Layanan Lengkap, dari Fisik hingga Kesehatan Mental
Program Speling di Desa Paninggaran ini menghadirkan berbagai poli spesialis yang terbilang lengkap untuk ukuran layanan keliling. Warga bisa mengakses:
- Poli Penyakit Dalam & Poli Paru
- Poli Mata & Poli THT
- Poli Anak & Poli Obgyn (Kandungan)
- Rehabilitasi Medik
- Poli Jiwa & Poli Psikologi Klinis
Menariknya, layanan tidak hanya berfokus pada kesehatan fisik. Dihadirhkannya psikolog dan psikiater menjadi bagian dari langkah proaktif untuk deteksi dini persoalan kesehatan mental di tengah masyarakat desa.
”Masyarakat terkadang merasa sehat-sehat saja, namun setelah dicek baru ketahuan ada gejala penyakit tertentu. Di sinilah pentingnya pemeriksaan dini,” ujar Gus Yasin menekankan pentingnya deteksi awal.
Gus Yasin menambahkan bahwa kolaborasi dengan organisasi kemasyarakatan seperti SGN adalah kunci untuk memotong jarak sosiogeografis. Melalui Speling, rumah sakit daerah didorong untuk jemput bola ke tengah masyarakat.
”Speling ini kita dorong terus supaya masyarakat desa juga bisa mendapatkan layanan dokter spesialis tanpa harus jauh-jauh ke rumah sakit,” imbuhnya.
SGN Siap Konsisten Bantu Masyarakat
Ketua SGN Kabupaten Pekalongan, Sabilal Rosyad, menegaskan bahwa SGN akan terus bergerak di bidang sosial, keagamaan, dan kemasyarakatan. Fokus utama organisasi ini adalah menjadi jembatan kolaboratif antara pemerintah dan warga yang membutuhkan.
”Kami berupaya hadir membantu masyarakat bersama pemerintah dan mitra lainnya. Semoga kegiatan ini memberikan manfaat nyata untuk warga,” tutur Sabilal.
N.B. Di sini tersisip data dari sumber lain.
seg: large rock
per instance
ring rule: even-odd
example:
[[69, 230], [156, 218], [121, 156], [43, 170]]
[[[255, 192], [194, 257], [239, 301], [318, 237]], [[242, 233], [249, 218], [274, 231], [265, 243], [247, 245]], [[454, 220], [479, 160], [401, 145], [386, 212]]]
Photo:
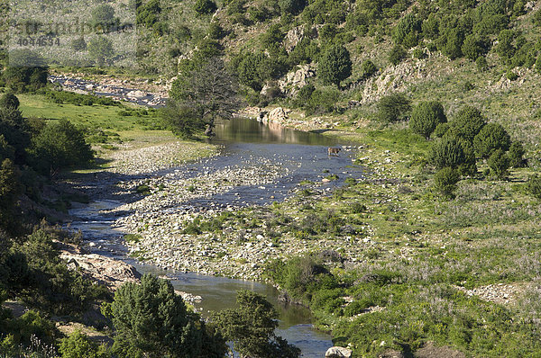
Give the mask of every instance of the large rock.
[[281, 123], [288, 118], [289, 118], [288, 116], [288, 111], [282, 107], [277, 107], [267, 114], [267, 121], [269, 122]]
[[353, 352], [344, 347], [330, 347], [325, 354], [325, 358], [350, 358]]
[[316, 76], [314, 66], [299, 65], [295, 71], [289, 72], [285, 76], [279, 80], [279, 86], [281, 92], [293, 96], [297, 92], [308, 84], [308, 78]]

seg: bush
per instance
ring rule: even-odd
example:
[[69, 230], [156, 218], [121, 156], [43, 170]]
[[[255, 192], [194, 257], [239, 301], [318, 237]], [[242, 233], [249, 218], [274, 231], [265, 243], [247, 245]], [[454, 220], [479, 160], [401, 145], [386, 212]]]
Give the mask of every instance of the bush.
[[[115, 292], [113, 351], [120, 356], [224, 356], [222, 337], [206, 329], [169, 281], [145, 274]], [[210, 348], [215, 350], [209, 352]]]
[[447, 198], [453, 197], [453, 192], [456, 190], [456, 183], [459, 180], [460, 174], [458, 171], [448, 166], [440, 169], [434, 175], [436, 189]]
[[524, 155], [526, 151], [520, 142], [513, 142], [509, 147], [508, 157], [509, 157], [509, 166], [514, 168], [524, 166]]
[[60, 169], [87, 165], [94, 157], [83, 131], [67, 120], [46, 126], [32, 139], [30, 153], [33, 166], [51, 175]]
[[216, 4], [212, 0], [197, 0], [194, 5], [194, 10], [200, 15], [212, 13], [216, 9]]
[[509, 159], [505, 152], [501, 149], [497, 149], [492, 152], [488, 160], [491, 172], [499, 179], [507, 177], [509, 168]]
[[439, 102], [422, 102], [411, 113], [409, 128], [414, 133], [429, 138], [436, 126], [447, 121], [444, 106]]
[[507, 151], [511, 145], [511, 139], [505, 129], [498, 123], [485, 125], [473, 139], [475, 153], [478, 157], [487, 158], [497, 149]]
[[390, 52], [389, 52], [389, 61], [394, 66], [397, 66], [398, 64], [402, 62], [402, 59], [404, 59], [407, 54], [408, 52], [406, 52], [402, 46], [395, 45], [390, 49]]
[[352, 75], [350, 53], [342, 45], [327, 49], [317, 64], [317, 76], [326, 85], [340, 85], [340, 82]]
[[393, 122], [406, 118], [411, 110], [410, 102], [403, 94], [392, 94], [378, 102], [378, 119], [382, 122]]
[[475, 136], [486, 124], [485, 119], [475, 107], [465, 106], [456, 113], [450, 122], [450, 130], [458, 138], [472, 143]]
[[74, 51], [78, 52], [84, 51], [85, 49], [87, 49], [87, 41], [82, 37], [78, 39], [73, 39], [71, 40], [71, 49], [73, 49]]
[[362, 78], [367, 79], [371, 77], [376, 72], [378, 72], [378, 67], [370, 59], [365, 59], [362, 61], [362, 65], [361, 66], [362, 69]]
[[526, 190], [535, 198], [541, 200], [541, 177], [532, 175], [526, 183]]

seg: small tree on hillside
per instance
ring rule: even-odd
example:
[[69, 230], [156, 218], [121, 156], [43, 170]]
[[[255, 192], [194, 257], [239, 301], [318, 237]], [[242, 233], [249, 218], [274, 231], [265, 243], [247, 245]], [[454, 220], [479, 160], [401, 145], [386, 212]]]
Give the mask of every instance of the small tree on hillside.
[[507, 151], [511, 139], [501, 124], [489, 123], [473, 139], [475, 153], [480, 157], [489, 157], [496, 149]]
[[[231, 119], [239, 109], [241, 102], [236, 88], [236, 81], [226, 70], [224, 61], [214, 57], [180, 73], [170, 94], [179, 108], [191, 112], [195, 119], [205, 123], [205, 134], [211, 137], [215, 121]], [[195, 124], [191, 120], [190, 123]], [[178, 130], [184, 129], [178, 128]]]
[[429, 138], [436, 127], [447, 121], [444, 106], [439, 102], [422, 102], [411, 113], [409, 128], [415, 133]]
[[238, 309], [214, 315], [224, 336], [234, 343], [243, 356], [259, 358], [297, 358], [300, 350], [274, 333], [278, 312], [265, 298], [249, 291], [237, 292]]
[[326, 50], [317, 64], [317, 76], [326, 85], [340, 85], [352, 75], [352, 59], [346, 48], [335, 45]]
[[378, 102], [378, 119], [382, 122], [392, 122], [405, 119], [411, 105], [403, 94], [392, 94], [381, 97]]

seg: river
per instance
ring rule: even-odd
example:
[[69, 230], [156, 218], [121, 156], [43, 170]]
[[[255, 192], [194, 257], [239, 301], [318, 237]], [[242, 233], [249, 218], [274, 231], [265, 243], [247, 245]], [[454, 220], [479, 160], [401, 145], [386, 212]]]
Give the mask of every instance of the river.
[[[270, 184], [235, 186], [233, 189], [205, 199], [186, 202], [189, 206], [216, 206], [225, 204], [264, 205], [280, 201], [292, 194], [301, 180], [321, 182], [326, 173], [334, 173], [339, 179], [325, 184], [330, 191], [341, 185], [346, 177], [361, 177], [361, 167], [352, 165], [347, 150], [338, 157], [329, 157], [327, 147], [336, 146], [335, 139], [316, 133], [307, 133], [289, 130], [278, 125], [266, 125], [252, 120], [234, 119], [218, 123], [216, 137], [213, 142], [222, 144], [218, 156], [201, 162], [171, 168], [161, 174], [181, 173], [182, 175], [197, 175], [205, 171], [219, 170], [233, 166], [247, 166], [262, 158], [271, 158], [272, 163], [287, 168], [283, 175]], [[347, 149], [347, 148], [346, 148]], [[156, 175], [156, 174], [151, 174]], [[149, 174], [151, 175], [151, 174]], [[174, 180], [174, 179], [171, 179]], [[99, 183], [94, 184], [99, 185]], [[102, 210], [113, 209], [123, 202], [112, 198], [99, 198], [88, 205], [70, 210], [70, 215], [78, 218], [71, 228], [81, 229], [91, 250], [124, 260], [134, 265], [142, 273], [152, 273], [167, 276], [175, 289], [199, 295], [203, 298], [195, 306], [202, 314], [234, 307], [238, 290], [251, 290], [265, 295], [280, 312], [278, 335], [298, 346], [304, 357], [323, 357], [333, 345], [331, 336], [312, 327], [311, 316], [307, 309], [298, 306], [284, 306], [278, 302], [278, 291], [272, 286], [250, 281], [233, 280], [223, 277], [206, 276], [197, 273], [183, 273], [165, 271], [149, 264], [142, 264], [127, 256], [123, 245], [123, 233], [113, 227], [118, 217], [109, 217]], [[127, 215], [127, 214], [126, 214]]]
Disambut Antusias, Warga Berharap Rutin Digelar
Kehadiran para dokter spesialis ini langsung diserbu warga yang antusias sejak pagi. Bagi masyarakat desa, kesempatan berkonsultasi dengan dokter spesialis secara gratis adalah momen yang jarang terjadi.
Fatimah Zahra (28), salah satu warga, mengaku sangat terbantu karena bisa memeriksakan kehamilannya dengan fasilitas yang lengkap.
“Kalau di sini lebih lengkap, ada USG juga, jadi sangat membantu saya,” ungkap Fatimah.
Senada dengan Fatimah, Margono (69) yang datang untuk memeriksakan matanya, berharap program ini tidak berhenti sampai di sini.
“Kalau ke rumah sakit itu jauh dan butuh biaya transportasi yang tidak sedikit. Jadi kegiatan seperti ini sangat membantu masyarakat desa. Harapannya bisa digelar rutin,” pungkas Margono.